Its hard to believe, but it seems that food blogs are getting even more popular each year. We see a lot of them here at PBS Food, so we wanted to share some of the best blogs you may not have discovered yet. Don’t see your favorite? Check our 2012 and 2011 lists and let us know in the comments.
Source: Kitchen Confidante
Kitchen Confidante is authored by Liren Baker, mother of two based in the Bay Area. Her blog focuses on the recipes and food stories centered around her family and friends and the importance food plays in them. She also explores the wonderful artisan food scene that the Bay Area offers.
Source: Baking Bites
Nicole Weston, a Los Angeles-based pastry chef, food writer and recipe developer, is the creator of Baking Bites. We love that in addition to her great recipes and photos, the site features “How To’s and Tips” and “Tools and Gadgets” sections. Too many food blogs offer just a recipe, Baking Bites helps you learn how to bake and give you extra confidence in the kitchen.
For the Love of the South
Source: For the Love of the South
2013 has been a great year for Southern cooking — from John Besh to Sean Brock to A Chef’s Life. For the Love of the South is one of our favorite blogs about Southern food. Written by Amber Wilson, the site presents simple recipes and beautiful photos that truly capture the essence of the best ingredients that Southern cooking offers.
She’s Got Flavor
Source: She’s Got Flavor
Utokia Langley authors She’s Got Flavor, which provides a wide range of delicious dishes that are designed to satisfy any family. While many food blogs present recipes that seem unattainable to a busy family, we always feel She’s Got Flavor offers real dishes that can inspire event the busiest families to cook real meals.
Green Kitchen Stories
Source: Green Kitchen Stories
Green Kitchen Stories is a gorgeous blog written by David Grenkiel and Luise Vinduhl. The blog offers some of the most interesting and exciting vegetarian recipes we’ve seen. While vegetarians would obviously love the site, we highly reommend the site to anyone who wants to add more plant-based meals in to their diet. Or quite frankly, anyone who just wants to drool over beautiful food images.
Source: Joe Pastry
Unlike many food blogs, the focus of Joe Pastry is not photography. Instead, the site focuses on baking techniques, food history, science and nutrition. If you are a “baking nerd” like Joe, you’ll be able to spend hours pouring through his library of posts.
What Katie Ate
Source: What Katie Ate
Katie Quinn Davies is the author of the blog (and now a book) What Katie Ate.
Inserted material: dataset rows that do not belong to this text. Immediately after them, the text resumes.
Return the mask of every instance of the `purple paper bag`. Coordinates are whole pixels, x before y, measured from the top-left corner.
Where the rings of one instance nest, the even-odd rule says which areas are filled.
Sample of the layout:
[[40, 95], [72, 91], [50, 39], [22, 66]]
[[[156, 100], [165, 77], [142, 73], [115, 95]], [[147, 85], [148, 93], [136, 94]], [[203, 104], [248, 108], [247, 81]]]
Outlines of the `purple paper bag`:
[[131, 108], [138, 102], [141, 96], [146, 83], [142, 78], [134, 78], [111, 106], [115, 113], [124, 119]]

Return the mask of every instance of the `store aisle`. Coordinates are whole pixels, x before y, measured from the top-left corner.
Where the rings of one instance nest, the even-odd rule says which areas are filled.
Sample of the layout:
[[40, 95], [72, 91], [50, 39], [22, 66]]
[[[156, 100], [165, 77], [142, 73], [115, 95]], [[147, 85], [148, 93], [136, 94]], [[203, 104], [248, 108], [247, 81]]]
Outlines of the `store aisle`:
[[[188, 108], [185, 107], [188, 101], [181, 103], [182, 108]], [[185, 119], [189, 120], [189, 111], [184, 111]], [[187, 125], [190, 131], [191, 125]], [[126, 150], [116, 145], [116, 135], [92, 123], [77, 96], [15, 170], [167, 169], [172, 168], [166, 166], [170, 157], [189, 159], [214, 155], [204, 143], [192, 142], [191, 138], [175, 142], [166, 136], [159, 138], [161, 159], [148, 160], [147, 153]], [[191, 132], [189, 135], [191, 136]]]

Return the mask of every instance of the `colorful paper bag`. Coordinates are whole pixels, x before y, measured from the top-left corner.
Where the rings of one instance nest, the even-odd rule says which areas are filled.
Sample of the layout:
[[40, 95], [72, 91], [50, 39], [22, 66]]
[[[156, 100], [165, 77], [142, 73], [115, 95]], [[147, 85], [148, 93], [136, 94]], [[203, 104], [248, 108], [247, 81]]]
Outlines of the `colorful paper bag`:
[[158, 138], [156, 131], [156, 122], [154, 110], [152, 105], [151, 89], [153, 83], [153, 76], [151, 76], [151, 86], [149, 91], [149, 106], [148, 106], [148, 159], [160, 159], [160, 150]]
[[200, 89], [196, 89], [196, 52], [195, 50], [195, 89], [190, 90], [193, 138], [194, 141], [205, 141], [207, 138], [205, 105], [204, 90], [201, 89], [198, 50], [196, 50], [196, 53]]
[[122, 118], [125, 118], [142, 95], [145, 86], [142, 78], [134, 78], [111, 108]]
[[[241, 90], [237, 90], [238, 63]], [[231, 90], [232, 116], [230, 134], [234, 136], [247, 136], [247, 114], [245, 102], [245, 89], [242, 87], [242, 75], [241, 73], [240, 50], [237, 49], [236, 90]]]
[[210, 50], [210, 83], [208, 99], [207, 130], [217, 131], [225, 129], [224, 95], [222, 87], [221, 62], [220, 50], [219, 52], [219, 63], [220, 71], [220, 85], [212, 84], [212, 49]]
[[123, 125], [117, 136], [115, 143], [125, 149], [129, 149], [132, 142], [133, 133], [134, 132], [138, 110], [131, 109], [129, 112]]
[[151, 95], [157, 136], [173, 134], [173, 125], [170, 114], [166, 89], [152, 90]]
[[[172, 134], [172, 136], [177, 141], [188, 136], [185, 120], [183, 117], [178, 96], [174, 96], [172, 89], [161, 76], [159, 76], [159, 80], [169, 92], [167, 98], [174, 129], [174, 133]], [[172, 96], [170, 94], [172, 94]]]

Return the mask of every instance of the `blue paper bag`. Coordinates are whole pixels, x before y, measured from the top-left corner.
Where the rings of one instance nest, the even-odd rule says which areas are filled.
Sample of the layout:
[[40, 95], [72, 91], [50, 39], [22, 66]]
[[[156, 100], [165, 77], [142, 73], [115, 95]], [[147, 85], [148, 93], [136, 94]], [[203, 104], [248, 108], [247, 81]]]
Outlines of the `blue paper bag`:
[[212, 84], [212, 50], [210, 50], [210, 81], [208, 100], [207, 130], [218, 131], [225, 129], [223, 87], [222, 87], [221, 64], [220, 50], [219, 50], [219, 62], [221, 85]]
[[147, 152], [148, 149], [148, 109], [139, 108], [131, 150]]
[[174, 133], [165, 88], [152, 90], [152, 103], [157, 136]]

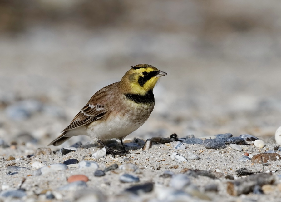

Based in Sydney, Australia, she posts interesting recipes accompanied by beautiful photos. But what really sets this blog apart are the images she shares from her travels across Europe and the world. Good luck resisting checking on airfare after perusing Katie’s photos from the Italian Amalfi Coast.
The Forest Feast
Source: The Forest Feast
Erin Gleeson was a professional food photographer in New York for many years, working with top chefs, restaurants and publications. But in 2011, she moved with her husband to a cabin in the woods in Northern California. Her blog celebrates cooking healthy and locally-sources recipes that will inspire you to learn how to eat more sustainably. And, as you would expect, her photos are spectacular.
The Roaming Kitchen
Source: The Roaming Kitchen
The Roaming Kitchen is written by Cristina Sciarra, a writer and cook in New York. She combines her kitchen skills (she studied at Le Cordon Bleu and the Institute of Culinary Education) and writing talent (MFA in Fiction Writing) to post recipes, essays and photos. Her words are as delicious as her photos — so beware, reading one post might turn into a full afternoon before you know it.
How Sweet It Is
Source: How Sweet It Is
Jessica Hunt is a the author of How Sweet it Is, though the blog offers a wide range of recipes, not just sweets. We enjoy Jessica’s blog because her passion for cooking always shine through in her posts. She’s also a huge James Taylor fan (hence, the blog name) which we can totally stand behind.